Black History Month in a Year Series: The Sacrifices of Local Black Civil War Veterans
Black History Month in a Year Series
The Sacrifices of Local Black Civil War Veterans
A considerable amount of the success of America’s second revolution, the Civil War, can be attributed to United States Colored Troops (USCT). Free African American men from Wayne County were an essential part of the monumental effort to end slavery. Black men were not allowed to fight for the Union until 1863 and then, only in segregated units led by all White senior officers like John Bullis of Macedon. It took fiery orators, many from our region of Western New York like Frederick Douglas and Rev. Samuel Ward, to exhort the federal government to allow free men of color to fight. Pressed by recruitment shortages and battlefield losses, President Lincoln finally delivered the Emancipation Proclamation. Joined by formerly enslaved men who had been liberated by Union forces, local African American men answered the call when their chance came. Joined by fugitive slave liberator and Union spy, Hariett Tubman, of nearby Auburn, several African American men displayed their heroism, and several sacrificed their lives. Examples include Charles Henry Cooper, a sergeant, who was joined by Thomas Lloyd and William Dorsey all from the Maxwell Settlement near Sodus Pt., James A. Potter of the 1st USCT enlisted in 1863 and died of pneumonia in April 1865leaving a wife and 5 or 6 children.
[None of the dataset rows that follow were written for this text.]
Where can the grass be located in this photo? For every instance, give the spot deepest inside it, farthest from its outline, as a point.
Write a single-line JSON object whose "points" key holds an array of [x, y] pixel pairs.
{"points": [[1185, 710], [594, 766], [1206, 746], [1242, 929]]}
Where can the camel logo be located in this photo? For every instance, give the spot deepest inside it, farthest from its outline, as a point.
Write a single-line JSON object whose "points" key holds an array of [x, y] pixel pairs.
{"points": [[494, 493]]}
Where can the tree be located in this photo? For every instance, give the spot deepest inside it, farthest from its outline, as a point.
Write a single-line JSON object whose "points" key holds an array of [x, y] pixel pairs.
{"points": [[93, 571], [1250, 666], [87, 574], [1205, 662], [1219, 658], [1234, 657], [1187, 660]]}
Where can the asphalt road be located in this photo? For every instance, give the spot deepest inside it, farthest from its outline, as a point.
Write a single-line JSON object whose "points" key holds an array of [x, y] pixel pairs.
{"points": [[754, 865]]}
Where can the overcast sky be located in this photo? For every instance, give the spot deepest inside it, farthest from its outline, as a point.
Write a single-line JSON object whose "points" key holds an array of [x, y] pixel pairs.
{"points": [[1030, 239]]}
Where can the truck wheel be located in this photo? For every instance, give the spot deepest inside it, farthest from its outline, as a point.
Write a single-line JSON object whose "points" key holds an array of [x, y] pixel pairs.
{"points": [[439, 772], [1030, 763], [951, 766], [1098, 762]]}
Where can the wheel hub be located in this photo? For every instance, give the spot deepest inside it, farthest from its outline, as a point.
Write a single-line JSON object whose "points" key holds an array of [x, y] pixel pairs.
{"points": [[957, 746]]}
In the end sixteen men from the tiny community referred to as the Maxwell Settlement served in the USCT, four from the Cortright family alone. The Gregor family, perhaps, suffered the most. By the time of their enlistment, they lived and worked in farms throughout Wayne County and paid the ultimate sacrifice with Bradley and Elijay both succumbing to wounds sustained at the Battle of Olustee, Florida and Abraham who died shortly after returning to home from an illness contracted during active duty.